Clearing my throat and attempting to break free from his smoldering gaze, I resume my questioning.

“Are we there yet? I feel like we’re not there yet. This is giving slow-burn angst.”

He doesn’t answer. Just keeps his eyes on the road, jaw tight.

“Wow,” I say, leaning back and letting my voice drip with mock admiration. “You really go full grumpy silent type, huh?”

He flicks a quick glance, dark eyes narrowing, and grunts his response.

“Do all your sentences just come out in grunts, or is that just special treatment for me?”

“Do you ever stop talking?” His rich voice takes me by surprise.

“Oh my god, you speak!
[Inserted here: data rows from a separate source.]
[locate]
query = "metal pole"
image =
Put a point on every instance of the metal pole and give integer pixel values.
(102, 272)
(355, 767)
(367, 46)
I was starting to think you were mute. This is huge character development for you!”

His hand tightens on the wheel. “Look, princess, we’ll be there before you know it, so do us both a favor and quiet down back there.”

“Princess?” I say, voice light and teasing. “Are we giving each other nicknames now? Is that what you call all your captives, or am I just special?”

He growls, low and almost amused. “The term fits you.”

“Flattering,” I shoot back. “What shall I call you? It’s only fair we exchange terms of endearment.”

“Terms of endearment?”

“Yes, you know the ones that’re special to just us but will make others want to cringe.”

I swear I see a smirk forming on the side of his face.

For a moment, I forget I’m his captive and he’s my captor.

I almost forget all about my escape plan.

That is, until my phone starts to vibrate against my thigh.

My heart leaps. Yes. A lifeline! I start wiggling my hand faster, the rope giving all the way that I’m able to pull one hand free.

A small burst of victory fills my chest. I quickly grab my phone, trying to get to the messages, hoping it’s Claire checking on me.

I try to discreetly hide my phone and text, like I’m back in high school, hiding my phone from Mr. Ferguson in fifth-period Geometry.

I get as far as opening my home screen when a large hand grasps my wrist. I let out a startled yelp just as he snatches my phone out of my hand.

“Hey!” My entire world feels like it’s ripped from my hand.

He doesn’t respond, just tosses the phone into the console without looking back.

God damnit! Now what am I supposed to do?

My fingers curl into fists, nails biting into my palms, trying to anchor myself. I can feel the tears beginning to pool in my eyes. That was my only lifeline. I close my eyes, willing the tears not to fall. I am stronger than this. I will get through this.